Dermot Weld, the trainer of the Derby winner Harzand, said on Thursday that he will consider an appeal against a €1,000 fine imposed by the Irish Turf Club’s referrals committee after one of his horses failed a post-race drugs test.
A post-race sample from Va Pensiero, a filly who was first past the post in a race at Dundalk on 13 May, was found to contain the banned substance 3-Hydroxy Lidocaine, a metabolite of Lidocaine, which is often used in racing stables as a local anaesthetic.

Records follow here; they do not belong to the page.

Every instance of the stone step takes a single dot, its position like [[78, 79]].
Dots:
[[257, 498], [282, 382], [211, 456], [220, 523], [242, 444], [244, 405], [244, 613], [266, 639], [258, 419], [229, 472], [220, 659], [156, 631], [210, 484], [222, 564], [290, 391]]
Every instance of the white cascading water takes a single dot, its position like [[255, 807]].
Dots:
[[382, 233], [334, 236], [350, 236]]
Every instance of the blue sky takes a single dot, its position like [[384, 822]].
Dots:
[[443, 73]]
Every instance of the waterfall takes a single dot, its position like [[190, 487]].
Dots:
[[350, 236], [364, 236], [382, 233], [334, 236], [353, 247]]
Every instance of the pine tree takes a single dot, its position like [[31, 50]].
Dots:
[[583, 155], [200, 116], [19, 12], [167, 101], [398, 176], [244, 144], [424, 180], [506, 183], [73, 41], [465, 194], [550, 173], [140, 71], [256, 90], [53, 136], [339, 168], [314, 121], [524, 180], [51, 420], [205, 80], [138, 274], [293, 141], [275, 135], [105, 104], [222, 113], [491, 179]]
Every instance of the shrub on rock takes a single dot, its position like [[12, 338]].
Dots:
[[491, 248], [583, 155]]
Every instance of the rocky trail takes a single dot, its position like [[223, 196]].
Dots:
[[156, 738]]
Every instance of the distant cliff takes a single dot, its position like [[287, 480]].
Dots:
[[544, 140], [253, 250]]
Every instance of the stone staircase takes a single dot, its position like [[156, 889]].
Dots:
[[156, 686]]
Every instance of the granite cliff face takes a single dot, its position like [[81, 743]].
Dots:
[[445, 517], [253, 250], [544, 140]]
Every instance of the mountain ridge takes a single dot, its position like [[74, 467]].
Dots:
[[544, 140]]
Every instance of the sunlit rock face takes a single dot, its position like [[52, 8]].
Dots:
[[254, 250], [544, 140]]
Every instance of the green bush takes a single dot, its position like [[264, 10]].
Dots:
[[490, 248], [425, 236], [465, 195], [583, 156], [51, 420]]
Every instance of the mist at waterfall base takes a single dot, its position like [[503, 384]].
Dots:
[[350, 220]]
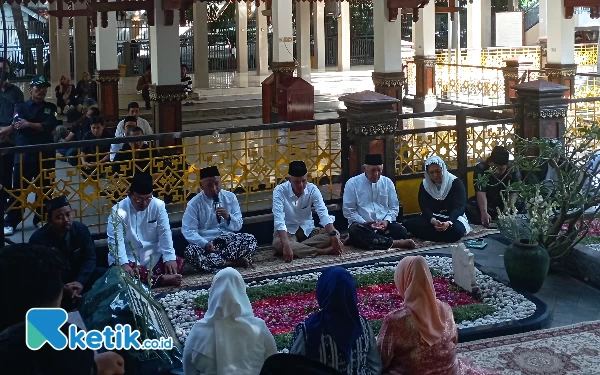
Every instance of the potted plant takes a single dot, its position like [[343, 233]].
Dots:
[[525, 260]]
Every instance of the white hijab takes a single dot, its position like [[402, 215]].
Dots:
[[438, 191], [229, 330]]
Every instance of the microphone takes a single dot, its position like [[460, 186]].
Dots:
[[217, 204]]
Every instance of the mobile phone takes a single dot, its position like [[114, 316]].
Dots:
[[476, 244]]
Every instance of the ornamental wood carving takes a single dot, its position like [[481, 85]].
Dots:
[[570, 6], [394, 6]]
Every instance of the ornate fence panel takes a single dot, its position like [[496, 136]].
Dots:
[[252, 161], [469, 84], [462, 138]]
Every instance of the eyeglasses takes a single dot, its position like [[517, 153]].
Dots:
[[142, 200]]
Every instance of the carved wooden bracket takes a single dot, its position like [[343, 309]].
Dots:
[[394, 6], [61, 13], [450, 10], [570, 6]]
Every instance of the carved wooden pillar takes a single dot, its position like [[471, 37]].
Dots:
[[542, 113], [390, 84], [371, 129], [166, 107], [108, 95], [425, 80], [515, 72], [281, 70], [562, 74]]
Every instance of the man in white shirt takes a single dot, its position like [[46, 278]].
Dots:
[[371, 206], [133, 111], [139, 234], [295, 233], [211, 223]]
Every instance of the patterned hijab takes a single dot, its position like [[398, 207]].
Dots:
[[415, 285], [438, 191], [338, 317]]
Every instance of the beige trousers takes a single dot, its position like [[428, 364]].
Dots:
[[303, 246]]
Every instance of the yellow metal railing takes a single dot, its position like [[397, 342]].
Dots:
[[586, 54], [413, 148], [251, 162], [489, 57]]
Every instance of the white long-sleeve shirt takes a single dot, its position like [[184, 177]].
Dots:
[[365, 201], [148, 231], [120, 132], [291, 212], [200, 226]]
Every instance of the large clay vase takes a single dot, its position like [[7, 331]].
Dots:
[[526, 265]]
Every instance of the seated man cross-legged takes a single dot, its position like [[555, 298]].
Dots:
[[210, 224], [142, 221], [371, 207], [74, 242], [295, 233]]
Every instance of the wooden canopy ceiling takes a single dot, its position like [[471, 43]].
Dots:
[[92, 7], [570, 6]]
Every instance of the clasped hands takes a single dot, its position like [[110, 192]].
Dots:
[[441, 226], [170, 268], [73, 290], [378, 225], [222, 212]]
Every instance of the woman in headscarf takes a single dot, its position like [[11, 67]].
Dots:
[[337, 335], [229, 339], [442, 199], [65, 94], [86, 91], [420, 338]]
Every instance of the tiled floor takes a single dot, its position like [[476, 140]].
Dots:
[[569, 300]]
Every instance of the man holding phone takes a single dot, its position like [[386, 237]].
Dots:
[[10, 96], [33, 124]]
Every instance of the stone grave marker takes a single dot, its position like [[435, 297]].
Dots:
[[463, 267]]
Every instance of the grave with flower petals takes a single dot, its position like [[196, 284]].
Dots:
[[283, 302]]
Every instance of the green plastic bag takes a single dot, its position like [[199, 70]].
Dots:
[[116, 298]]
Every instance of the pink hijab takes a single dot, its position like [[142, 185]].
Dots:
[[415, 285]]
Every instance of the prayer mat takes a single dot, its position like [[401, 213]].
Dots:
[[569, 350], [267, 263]]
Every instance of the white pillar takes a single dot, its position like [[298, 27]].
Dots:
[[388, 40], [450, 41], [424, 31], [456, 30], [241, 36], [475, 25], [319, 34], [106, 44], [200, 45], [262, 41], [53, 27], [60, 55], [344, 37], [283, 35], [164, 49], [424, 44], [543, 25], [303, 39], [561, 48], [81, 44]]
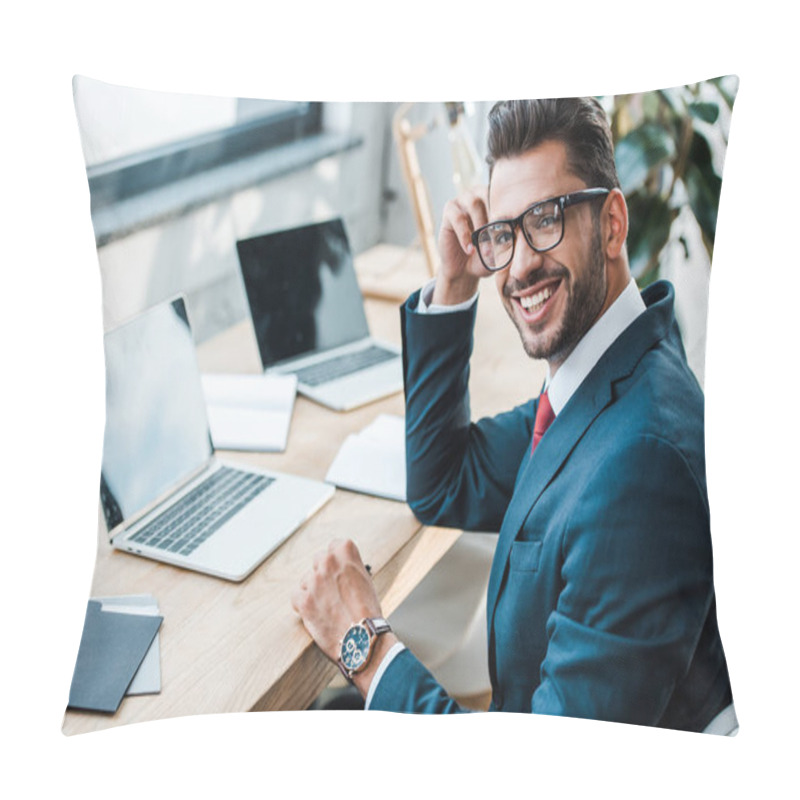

Weld, who is a qualified vet, told a hearing of the referrals committee – the equivalent of the British Horseracing Authority’s disciplinary panel – that he was mystified as to how the substance could have been in Va Pensiero’s system. Describing her as “a tough horse who is very sound”, Weld said that she had never received any medication and that he was “completely puzzled” by the positive test.
The committee also heard evidence from Joe O’Donnell, Weld’s vet, that the levels of 3-Hydroxy Lidocaine found in Va Pensiero suggested that she had been administered Lidocaine shortly before her race. However, he also confirmed Weld’s evidence that no medications had ever been administered to Va Pensiero.
Andrew Tyrrell, the Turf Club’s veterinary officer, told the hearing that he had inspected Weld’s medicines register at his stable on The Curragh and found that it was “meticulously kept”. He also testified that he had found no evidence of Lidocaine ever being administered to a horse in Weld’s yard.
“I’m completely baffled by the whole business and I’m seriously considering appealing the fine,” Weld said after the hearing. “That’s all I have to say on the matter.”
Va Pensiero, a two-length winner of the race, was disqualified and placed last with Power Struggle promoted from second to first. She has not raced since.
Frankie Dettori made a rare visit to Yarmouth racecourse on Thursday afternoon and returned home to Newmarket with a double from four rides, including a 9-1 success on Marco Botti’s Shahbar in a nine-furlong handicap. Dettori, who had a total of six rides and three winners at the track in 2014 and 2015, also came home in front on John Gosden’s Nobly Born, a 4-6 chance for a novice stakes event at the top of the card.
Yarmouth was closed to allow the track to be relaid in the autumn of 2014, and then closed again until this season following problems with the turf during heavy rain at its flagship meeting in September 2015.
“They had a few issues with the bends because the grass was not settled,” Dettori, who rode the outstanding Dubai Millennium to win his maiden at Yarmouth in 1998, said afterwards, “but it seems to be okay now they have had a few races back on it. Let’s now move forward and get Yarmouth back going again.”
Silvestre de Sousa, who will start a 12-day suspension for a series of whip offences on Friday, also recorded a winner on the card as Mithqaal edged home by a neck in a one-mile handicap. De Sousa will start his ban with an 11-winner lead over Ryan Moore in the race for the Flat jockeys’ championship.
Nightflower, whose trainer Peter Schiergen saddled the outstanding filly Danedream to win the Prix de l’Arc de Triomphe and King George VI and Queen Elizabeth Stakes at Ascot, is a 7-1 chance for Saturday’s Group Two Lancashire Oaks after attracting support on Thursday.
Nightflower, a daughter of Dylan Thomas out of a Peintre Celebre mare, took the Group One Preis Von Europa at Cologne last September and also holds an entry in the Group One Yorkshire Oaks at York in August.